SOTTO LA TUA PROTEZIONE SIA QUESTO SITO, O SANTA MADRE DI DIO
the light that overcomes the darkness.
Wednesday, 21 December 2005
“The wonder of my being’ Evening Prayer – Wednesday of the Fourth Week
Dear Brothers and Sisters,
Today’s General Audience is taking place in an atmosphere of glad and excited expectation for the Christmas festivities, now at hand. Come, Lord Jesus! This is what we repeat in prayer during these days, preparing our hearts to taste the joy of the Redeemer’s birth. In this last week of Advent in particular, the liturgy accompanies and sustains us on our inner journey with repeated invitations to welcome the Saviour and to recognize him in the humble Child lying in a manger.
This is the mystery of Christmas, which a wealth of symbols helps us to understand better. These include the symbol of light, which is one of the symbols richest in spiritual significance and on which I would like briefly to reflect.

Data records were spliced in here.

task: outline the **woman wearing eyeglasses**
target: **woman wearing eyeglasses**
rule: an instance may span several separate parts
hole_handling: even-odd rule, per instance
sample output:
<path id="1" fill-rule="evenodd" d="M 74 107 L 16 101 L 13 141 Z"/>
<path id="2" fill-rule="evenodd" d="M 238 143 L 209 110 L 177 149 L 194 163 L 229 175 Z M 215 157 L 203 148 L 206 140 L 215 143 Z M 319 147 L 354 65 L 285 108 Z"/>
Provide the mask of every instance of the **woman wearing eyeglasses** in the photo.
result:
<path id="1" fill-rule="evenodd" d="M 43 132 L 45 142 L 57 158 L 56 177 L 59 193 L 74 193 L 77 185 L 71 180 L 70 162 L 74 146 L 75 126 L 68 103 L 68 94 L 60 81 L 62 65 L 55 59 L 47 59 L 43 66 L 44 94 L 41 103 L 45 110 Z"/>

In our hemisphere, the Feast of Christmas coincides with the days of the winter solstice, after which the daylight time gradually lengthens, in accordance with the sequence of the seasons.

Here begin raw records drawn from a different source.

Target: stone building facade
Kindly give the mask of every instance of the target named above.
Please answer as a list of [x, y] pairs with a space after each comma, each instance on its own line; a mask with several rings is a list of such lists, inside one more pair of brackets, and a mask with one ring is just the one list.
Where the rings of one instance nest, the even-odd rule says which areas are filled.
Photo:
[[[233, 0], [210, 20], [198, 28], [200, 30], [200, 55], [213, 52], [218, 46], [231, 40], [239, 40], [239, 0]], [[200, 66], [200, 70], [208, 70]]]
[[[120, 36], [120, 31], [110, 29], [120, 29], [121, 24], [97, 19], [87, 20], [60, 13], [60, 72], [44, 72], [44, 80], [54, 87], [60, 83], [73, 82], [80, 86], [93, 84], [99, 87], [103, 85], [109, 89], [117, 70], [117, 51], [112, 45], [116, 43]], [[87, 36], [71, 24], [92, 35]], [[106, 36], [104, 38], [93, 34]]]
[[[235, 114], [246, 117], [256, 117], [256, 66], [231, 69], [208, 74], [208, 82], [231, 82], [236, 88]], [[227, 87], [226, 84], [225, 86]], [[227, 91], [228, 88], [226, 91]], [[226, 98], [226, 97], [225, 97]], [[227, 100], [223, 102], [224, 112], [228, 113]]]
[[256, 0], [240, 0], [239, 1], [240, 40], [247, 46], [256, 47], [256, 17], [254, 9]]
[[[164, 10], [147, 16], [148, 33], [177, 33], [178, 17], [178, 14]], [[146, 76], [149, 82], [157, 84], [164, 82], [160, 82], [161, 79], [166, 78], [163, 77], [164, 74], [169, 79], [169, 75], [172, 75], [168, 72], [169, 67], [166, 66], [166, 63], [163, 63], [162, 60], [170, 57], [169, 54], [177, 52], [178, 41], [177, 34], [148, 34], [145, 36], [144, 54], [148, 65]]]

This helps us understand better the theme of light that overcomes the darkness. It is an evocative symbol of a reality that touches the innermost depths of the human being: I am referring to the light of good that triumphs over evil, the light of love that overcomes hatred, the light of life that defeats death. Christmas makes us think of this inner light, the divine light that returns to propose anew to us the proclamation of the definitive victory of God’s love over sin and death.
Therefore, in the Novena of Holy Christmas that we are now making, there are many and significant evocations of light. The antiphon we sang at the beginning of our meeting also reminds us of light. The Saviour awaited by the people is hailed as the “Rising Star”, the star that points out the way to men and women and guides them as they journey through the shadows and dangers of the world toward the salvation promised by God and fulfilled in Jesus Christ.
As we prepare to celebrate the Saviour’s Birth joyfully in our families and our Ecclesial Communities, while a certain modern, consumerist culture tends to do away with the Christian symbols of the celebration of Christmas, may it be everyone’s task to grasp the value of the Christmas traditions that are part of the patrimony of our faith and our culture, in order to pass them on to the young generations.
Let us remember in particular, as we look at the streets and squares of the cities decorated with dazzling lights, that these lights refer us to another light, invisible to the eyes but not to the heart. While we admire them, while we light the candles in churches or the illuminations of the crib and the Christmas tree in our homes, may our souls be open to the true spiritual light brought to all people of good will. The God-with-us, born in Bethlehem of the Virgin Mary, is the Star of our lives!
“O rising Star, splendour of eternal light, sun of justice: shine on those lost in the darkness of death!”. Making our own this invocation of today’s liturgy, let us ask the Lord to hasten his glorious coming among us, among all those who are suffering, for in him alone can the genuine expectations of the human heart find fulfilment.
May this Star of light that never sets communicate to us the strength to follow always the path of truth, justice and love! Let us live these last days before Christmas intensely, together with Mary, the Virgin of silence and listening.
May she who was totally enveloped by the light of the Holy Spirit help us to understand and live to the full the mystery of Christ’s Nativity. With these sentiments, exhorting you to keep alive the inner wonder in fervent expectation of the celebration of the Saviour’s birth that is now at hand, I am pleased to express from this moment my most cordial good wishes for a holy and happy Christmas to all of you present here, to your relatives, to your communities and to all your loved ones.